JPG uses DCT-based lossy compression that is tuned for continuous-tone photographs, not for text and sharp vector edges. Every conversion introduces ringing artifacts around high-contrast edges. PNG uses lossless DEFLATE and preserves every canvas pixel exactly. For scanned photographs JPG is fine and much smaller; for a slide deck, a data sheet, or anything with text, always prefer PNG.

Can I convert just one page at a time?

The current UI renders every page when you click Convert, but each page downloads individually through its own button, so you can grab only the ones you need. If you want to avoid rendering pages you do not care about, use the PDF Splitter first to extract the pages of interest, then run conversion on the smaller file.

Why is rendering slow for large PDFs?

Each page goes through a full PDF.js parse pass and then rasterizes to a canvas in the main thread. Pages with many glyphs, complex gradients, or embedded JPEG 2000 images are expensive on both passes. The tool processes pages sequentially rather than in parallel so that peak memory stays bounded and Safari does not crash the tab on a twenty-megabyte canvas allocation. For a 500-page PDF at 3x scale, expect tens of seconds.

Does the tool upload my PDF anywhere?

No. The conversion is driven entirely by pdfjs-dist loaded from the tab and runs against an ArrayBuffer of your file that never leaves the renderer process. There is no fetch call tied to file content, no service worker that intercepts uploads, and the PostHog script on the site captures page views and anonymized UI events only, not file bytes. You can disconnect from the network after the page finishes loading and the converter still works.

Which format is best for an OCR pipeline?

PNG at 2x or 3x scale. OCR engines like Tesseract perform best on crisp, high-contrast, noise-free rasters, and PNG preserves every pixel without introducing JPEG artifacts around letter edges. Higher scale means higher recognition accuracy up to a point; past 3x the marginal gain flattens out while memory use rises. If your workflow is OCR-centric, run ocrmypdf directly on the PDF instead; it keeps everything vector and only embeds an OCR text layer.

Why did text render with a different font than in Acrobat?

The document probably did not embed its fonts, and PDF.js fell back to the Standard 14 font set defined in ISO 32000-2. Acrobat has its own much larger font substitution database and can match more exotic faces more convincingly. The shape of the glyphs differs slightly and line widths may shift. For reliable cross-renderer output, ensure the source PDF embeds all its fonts (Word and InDesign both have a checkbox for this at export time).
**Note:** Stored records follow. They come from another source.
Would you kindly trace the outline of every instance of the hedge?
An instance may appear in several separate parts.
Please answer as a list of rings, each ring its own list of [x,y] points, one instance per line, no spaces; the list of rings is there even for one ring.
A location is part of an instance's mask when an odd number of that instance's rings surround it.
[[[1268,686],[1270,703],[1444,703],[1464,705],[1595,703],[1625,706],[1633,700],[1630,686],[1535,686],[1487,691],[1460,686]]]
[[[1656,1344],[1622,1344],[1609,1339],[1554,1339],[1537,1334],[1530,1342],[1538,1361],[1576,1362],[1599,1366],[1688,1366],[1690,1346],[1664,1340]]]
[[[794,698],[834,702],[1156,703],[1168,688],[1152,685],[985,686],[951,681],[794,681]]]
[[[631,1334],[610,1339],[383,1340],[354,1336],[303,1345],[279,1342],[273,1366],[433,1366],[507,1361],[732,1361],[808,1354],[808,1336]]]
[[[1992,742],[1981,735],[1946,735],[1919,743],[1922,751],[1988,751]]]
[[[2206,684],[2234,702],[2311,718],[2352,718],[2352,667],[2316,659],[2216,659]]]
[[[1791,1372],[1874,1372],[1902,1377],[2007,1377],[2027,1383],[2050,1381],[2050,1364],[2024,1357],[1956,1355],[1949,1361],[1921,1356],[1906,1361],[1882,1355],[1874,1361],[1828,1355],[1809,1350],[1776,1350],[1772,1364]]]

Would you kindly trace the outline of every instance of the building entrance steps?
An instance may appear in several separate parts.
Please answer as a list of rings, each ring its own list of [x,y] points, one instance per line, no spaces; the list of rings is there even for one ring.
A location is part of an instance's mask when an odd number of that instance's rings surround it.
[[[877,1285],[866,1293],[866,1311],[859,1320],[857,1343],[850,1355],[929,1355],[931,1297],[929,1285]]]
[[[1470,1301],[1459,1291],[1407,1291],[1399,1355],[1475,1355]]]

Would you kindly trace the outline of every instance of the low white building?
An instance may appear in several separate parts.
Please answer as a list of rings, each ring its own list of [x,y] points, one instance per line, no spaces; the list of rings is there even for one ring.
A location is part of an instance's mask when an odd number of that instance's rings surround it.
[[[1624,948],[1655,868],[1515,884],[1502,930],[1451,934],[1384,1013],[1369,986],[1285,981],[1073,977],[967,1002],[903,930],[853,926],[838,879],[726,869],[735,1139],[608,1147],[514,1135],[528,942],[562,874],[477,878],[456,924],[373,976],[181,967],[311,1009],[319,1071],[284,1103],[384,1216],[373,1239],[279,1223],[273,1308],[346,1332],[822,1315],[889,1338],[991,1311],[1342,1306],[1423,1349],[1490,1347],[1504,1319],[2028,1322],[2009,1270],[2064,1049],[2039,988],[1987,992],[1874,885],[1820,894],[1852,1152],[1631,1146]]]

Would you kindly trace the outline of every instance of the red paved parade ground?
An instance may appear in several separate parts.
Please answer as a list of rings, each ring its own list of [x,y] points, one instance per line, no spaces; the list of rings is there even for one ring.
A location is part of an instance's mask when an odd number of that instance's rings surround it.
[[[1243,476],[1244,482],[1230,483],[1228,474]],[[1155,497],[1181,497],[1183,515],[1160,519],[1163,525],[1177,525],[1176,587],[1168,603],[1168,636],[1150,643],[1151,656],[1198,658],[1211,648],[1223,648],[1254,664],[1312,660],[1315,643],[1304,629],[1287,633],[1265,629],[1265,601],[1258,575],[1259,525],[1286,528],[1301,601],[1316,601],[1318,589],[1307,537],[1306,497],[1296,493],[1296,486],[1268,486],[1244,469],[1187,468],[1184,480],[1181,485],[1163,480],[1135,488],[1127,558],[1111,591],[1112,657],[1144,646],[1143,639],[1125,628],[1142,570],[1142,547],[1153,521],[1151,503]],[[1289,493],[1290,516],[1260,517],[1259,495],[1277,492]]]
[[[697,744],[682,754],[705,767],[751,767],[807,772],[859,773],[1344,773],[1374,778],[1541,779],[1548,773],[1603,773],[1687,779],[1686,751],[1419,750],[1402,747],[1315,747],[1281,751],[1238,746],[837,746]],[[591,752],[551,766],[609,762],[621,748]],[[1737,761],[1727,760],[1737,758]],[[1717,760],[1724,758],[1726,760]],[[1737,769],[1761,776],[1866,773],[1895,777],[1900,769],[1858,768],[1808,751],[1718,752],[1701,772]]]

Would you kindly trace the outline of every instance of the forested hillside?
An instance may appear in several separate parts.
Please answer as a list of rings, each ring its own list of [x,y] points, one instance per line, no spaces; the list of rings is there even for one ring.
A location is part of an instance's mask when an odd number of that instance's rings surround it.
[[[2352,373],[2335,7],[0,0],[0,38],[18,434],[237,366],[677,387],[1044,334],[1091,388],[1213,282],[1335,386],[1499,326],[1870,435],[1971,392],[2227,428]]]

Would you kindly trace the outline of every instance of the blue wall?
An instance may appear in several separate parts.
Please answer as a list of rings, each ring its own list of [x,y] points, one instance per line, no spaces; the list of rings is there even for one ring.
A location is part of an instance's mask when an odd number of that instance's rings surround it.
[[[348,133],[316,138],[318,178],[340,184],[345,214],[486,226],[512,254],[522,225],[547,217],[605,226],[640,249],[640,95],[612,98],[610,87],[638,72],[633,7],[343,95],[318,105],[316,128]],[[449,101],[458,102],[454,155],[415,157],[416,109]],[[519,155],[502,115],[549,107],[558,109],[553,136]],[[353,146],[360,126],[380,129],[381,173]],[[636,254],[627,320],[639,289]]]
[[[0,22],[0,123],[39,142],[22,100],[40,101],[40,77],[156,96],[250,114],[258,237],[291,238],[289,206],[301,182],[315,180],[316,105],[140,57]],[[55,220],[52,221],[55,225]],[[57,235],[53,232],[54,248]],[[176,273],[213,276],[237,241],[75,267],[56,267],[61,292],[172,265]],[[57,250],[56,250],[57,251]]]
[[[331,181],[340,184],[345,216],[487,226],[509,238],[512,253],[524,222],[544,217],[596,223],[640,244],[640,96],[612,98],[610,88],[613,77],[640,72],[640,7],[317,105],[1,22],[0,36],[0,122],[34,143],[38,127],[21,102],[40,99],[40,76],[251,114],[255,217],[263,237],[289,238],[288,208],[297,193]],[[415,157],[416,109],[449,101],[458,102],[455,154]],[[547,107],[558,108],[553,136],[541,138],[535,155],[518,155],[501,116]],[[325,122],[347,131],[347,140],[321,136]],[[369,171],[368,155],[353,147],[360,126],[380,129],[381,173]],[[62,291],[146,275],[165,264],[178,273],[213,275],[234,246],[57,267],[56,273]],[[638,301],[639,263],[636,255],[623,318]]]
What is the maximum page size the converter handles?

The hard limit is the browser canvas ceiling: 16,384 by 16,384 pixels in Chromium and roughly half that in Safari. A standard Letter page at 4x scale fits comfortably; a poster-sized PDF page (A0 at 4x) will hit the ceiling and render clipped. If a page comes out visually truncated, drop the scale factor until it fits. For truly giant pages, CLI tools without a canvas ceiling (Ghostscript, MuPDF) are the right escalation.

Does color look exactly the same as in Acrobat?

For RGB and grayscale documents, yes. For CMYK prepress documents, colors are approximated via sRGB because canvas is an RGB surface; subtle brand-color shifts are expected. For color-critical prepress, export from the design source with its own color management rather than screenshotting a PDF.

Can I convert password-protected PDFs?

Not in this UI. PDF.js supports passing a password to getDocument, but we deliberately do not expose that option here to keep the security model simple. Unlock the file first through the PDF Unlocker or run qpdf --decrypt locally, then feed the plaintext copy into the converter. This keeps passwords scoped to one dedicated page rather than scattered across the site.